В одиннадцать часов вечера, когда на небо высыпали звезды, в домах начали гаснуть теплые светлые окна, духи Добрых Снов дарили покой тем, кто еще не спал. С синими и сверкающими, как ночное небо, крыльями они были похожи на быстрых стрекоз. Они залетали в дома сквозь стекла, всегда очень торопились и порой пропускали кого-то – ведь таких духов было очень мало, всего-то несколько сотен на весь огромный мир. Тогда тот, кого не поцеловали духи Добрых Снов, долго ворочался в кровати и ждал, когда сон придет сам.
Сон, неповоротливый, неуклюжий и медлительный дух, не был добрым или злым. Он был как огонь или как вода. Костер может согреть, а может и сжечь дом. Вода может утолить жажду, а может уничтожить прибрежный город. Так же и Сон: он приходит, вальяжно ступает по улицам, задевает людей, погружает в себя, а уж что им снится – это не его ответственность.
Духи Добрых Снов всегда навещали Гришу рано. В этот раз они тоже не заставили себя ждать. Один из них с синими стрекозиными крыльями быстро коснулся Гришиного лба и улетел дальше – сеять сны. Он делал это в прямом смысле: у духов Добрых Снов были особые семена. Крошечные, прозрачные, как одуванчиковый пух, легкие, они растворялись над спящим, и из этих семян вырастали настоящие сны, смешиваясь с желаниями, с фантазиями, с радостными и хорошими воспоминаниями. Увы, семян тоже не всегда хватало, и тогда тем, кто оказался обделен, не снилось ничего. Ну или маленькие пакостные духи Дурных Снов сеяли свои гадкие семена, похожие на черную пыль, от которой хочется чихать.
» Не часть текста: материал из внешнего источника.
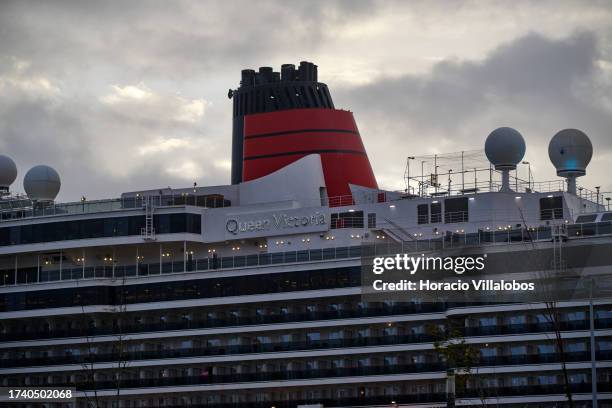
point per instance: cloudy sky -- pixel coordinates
(120, 96)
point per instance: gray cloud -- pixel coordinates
(122, 96)
(536, 84)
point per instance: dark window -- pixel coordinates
(178, 290)
(98, 228)
(347, 220)
(423, 214)
(456, 210)
(586, 218)
(551, 208)
(436, 212)
(372, 220)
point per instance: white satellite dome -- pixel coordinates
(42, 183)
(570, 151)
(8, 172)
(505, 148)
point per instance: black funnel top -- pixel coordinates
(267, 91)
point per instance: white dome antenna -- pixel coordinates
(505, 148)
(42, 183)
(8, 173)
(570, 151)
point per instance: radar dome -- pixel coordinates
(42, 183)
(570, 151)
(8, 172)
(505, 148)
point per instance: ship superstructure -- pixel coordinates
(249, 294)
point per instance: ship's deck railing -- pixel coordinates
(20, 207)
(25, 208)
(446, 240)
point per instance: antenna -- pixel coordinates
(570, 151)
(505, 148)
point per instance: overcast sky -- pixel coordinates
(128, 95)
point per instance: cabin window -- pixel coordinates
(606, 217)
(372, 220)
(436, 212)
(422, 214)
(551, 208)
(456, 210)
(347, 220)
(586, 218)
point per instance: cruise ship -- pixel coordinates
(252, 294)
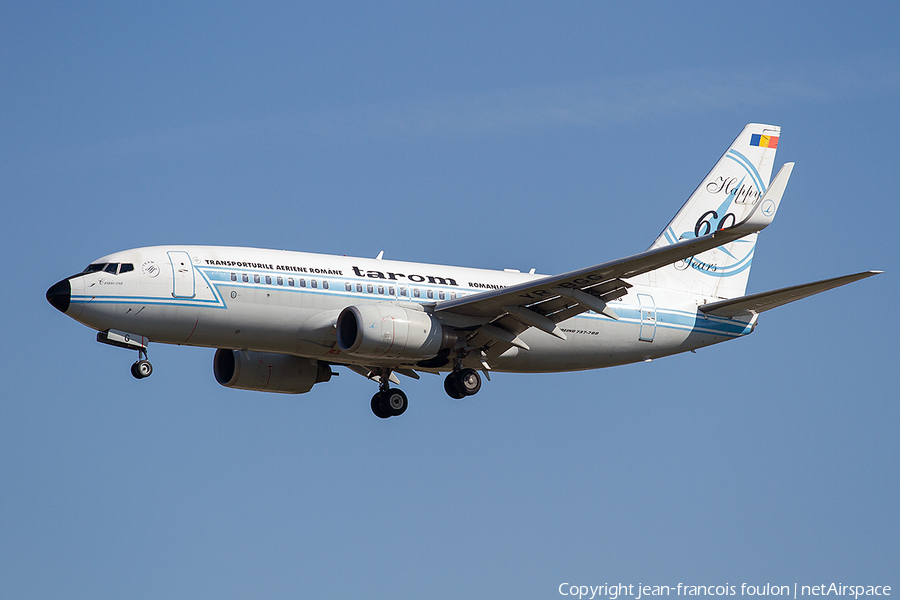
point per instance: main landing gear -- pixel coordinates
(462, 383)
(392, 402)
(388, 402)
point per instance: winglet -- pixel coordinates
(763, 212)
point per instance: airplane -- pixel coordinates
(282, 321)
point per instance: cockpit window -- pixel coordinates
(94, 268)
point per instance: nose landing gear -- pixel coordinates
(388, 402)
(142, 367)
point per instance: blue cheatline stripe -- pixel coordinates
(748, 166)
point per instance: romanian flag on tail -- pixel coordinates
(764, 141)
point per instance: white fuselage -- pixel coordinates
(287, 302)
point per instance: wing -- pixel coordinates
(495, 319)
(499, 316)
(768, 300)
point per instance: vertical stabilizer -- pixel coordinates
(728, 195)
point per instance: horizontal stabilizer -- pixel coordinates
(768, 300)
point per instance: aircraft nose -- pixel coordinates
(59, 295)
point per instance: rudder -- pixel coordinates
(727, 195)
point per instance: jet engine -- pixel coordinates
(388, 331)
(268, 371)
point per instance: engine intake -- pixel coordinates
(268, 371)
(388, 331)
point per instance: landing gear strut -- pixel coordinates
(142, 367)
(388, 402)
Гришиной бабушке сегодня духа Добрых Снов не досталось, и она ждала, когда придет сон. Наконец и она уснула.
В Гришиной комнате покачивались в темноте белые шторы. Дух Летнего Ветра, который присматривал за Гришей, порой залетая к нему в комнату на огонек, крепко спал. Спал на стене наевшийся комар – залетел, потому что форточка была открыта. Спала в своей комнате бабушка. Спала на крылечке общественная серая кошка Мадонна, которую Гриша и бабушка частенько подкармливали. Спал маленький дух на яблоках в подвале. Спала в соседнем доме Сонечка и ее мама. Спали в стойле Евгений Петрович и Зинаида Степановна.
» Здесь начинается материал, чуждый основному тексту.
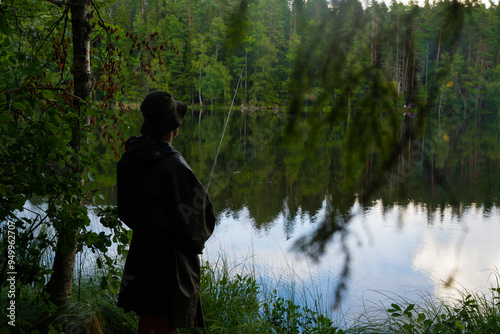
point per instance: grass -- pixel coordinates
(473, 312)
(235, 300)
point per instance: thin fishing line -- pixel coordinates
(224, 131)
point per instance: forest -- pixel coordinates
(407, 42)
(74, 70)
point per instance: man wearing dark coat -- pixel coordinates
(171, 217)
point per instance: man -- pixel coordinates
(171, 217)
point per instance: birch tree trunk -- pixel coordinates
(60, 284)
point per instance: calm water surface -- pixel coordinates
(417, 239)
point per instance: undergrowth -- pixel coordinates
(235, 302)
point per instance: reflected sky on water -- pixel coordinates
(268, 192)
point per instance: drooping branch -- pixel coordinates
(59, 3)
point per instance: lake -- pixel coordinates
(417, 240)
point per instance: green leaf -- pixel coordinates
(19, 105)
(48, 94)
(91, 177)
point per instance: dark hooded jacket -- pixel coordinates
(171, 217)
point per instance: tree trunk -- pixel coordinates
(60, 284)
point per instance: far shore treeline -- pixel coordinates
(73, 70)
(410, 43)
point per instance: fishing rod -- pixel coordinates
(224, 131)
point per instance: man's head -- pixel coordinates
(162, 114)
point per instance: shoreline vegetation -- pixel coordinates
(235, 300)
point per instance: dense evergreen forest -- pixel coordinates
(408, 42)
(71, 68)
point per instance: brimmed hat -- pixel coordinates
(162, 114)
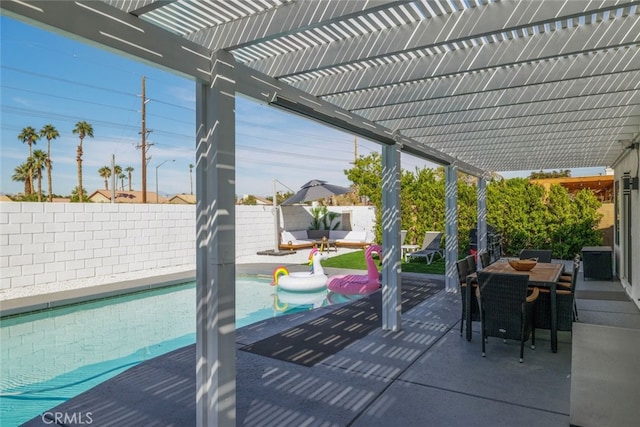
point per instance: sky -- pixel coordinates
(47, 78)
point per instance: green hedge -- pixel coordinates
(525, 215)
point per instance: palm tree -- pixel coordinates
(105, 172)
(191, 177)
(21, 174)
(38, 161)
(49, 132)
(129, 169)
(29, 136)
(83, 129)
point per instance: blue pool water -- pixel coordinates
(51, 356)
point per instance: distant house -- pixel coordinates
(601, 185)
(250, 199)
(183, 199)
(104, 196)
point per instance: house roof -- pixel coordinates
(183, 198)
(486, 85)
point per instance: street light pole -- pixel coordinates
(157, 167)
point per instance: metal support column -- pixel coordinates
(391, 282)
(215, 246)
(451, 228)
(482, 215)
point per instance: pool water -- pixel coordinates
(51, 356)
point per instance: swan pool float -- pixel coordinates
(285, 300)
(311, 281)
(352, 284)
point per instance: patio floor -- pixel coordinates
(427, 374)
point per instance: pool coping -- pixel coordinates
(32, 303)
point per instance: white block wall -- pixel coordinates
(44, 243)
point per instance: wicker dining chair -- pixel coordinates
(506, 308)
(565, 305)
(463, 272)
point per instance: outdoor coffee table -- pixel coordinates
(543, 275)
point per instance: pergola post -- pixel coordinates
(215, 246)
(391, 281)
(482, 215)
(451, 228)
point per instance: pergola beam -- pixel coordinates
(579, 67)
(268, 90)
(110, 28)
(493, 18)
(580, 40)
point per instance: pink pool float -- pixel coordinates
(351, 284)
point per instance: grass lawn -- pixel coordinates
(356, 261)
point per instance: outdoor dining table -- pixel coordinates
(543, 275)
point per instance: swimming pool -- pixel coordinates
(51, 356)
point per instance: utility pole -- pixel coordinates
(355, 149)
(144, 132)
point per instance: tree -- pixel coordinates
(38, 160)
(49, 132)
(129, 170)
(191, 177)
(29, 136)
(82, 129)
(105, 172)
(21, 174)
Духи Добрых Снов тоже уснули, завернувшись на ночь в опавшие дубовые листья. Им там было тепло.
В Гришином доме царствует сон. Тишина. Темнота. Только белая луна тускло подсвечивает белые занавески.
Вдруг щелкнула бабушкина швейная машинка. Упала на пол кружевная лента, которую бабушка пришивала к платью. Свалились ножницы, звонко щелкнув по полу металлическим тяжелым боком.
По комнатам пронесся стремительный ветер, но он был не свежим августовским ветром от сквозняка. Этот ветер пах женскими сладкими духами, прокисшими и перестоявшими в воде цветами и вазелиновой просроченной помадой. Это же мадам Коварство собственной персоной! Но что ей надо?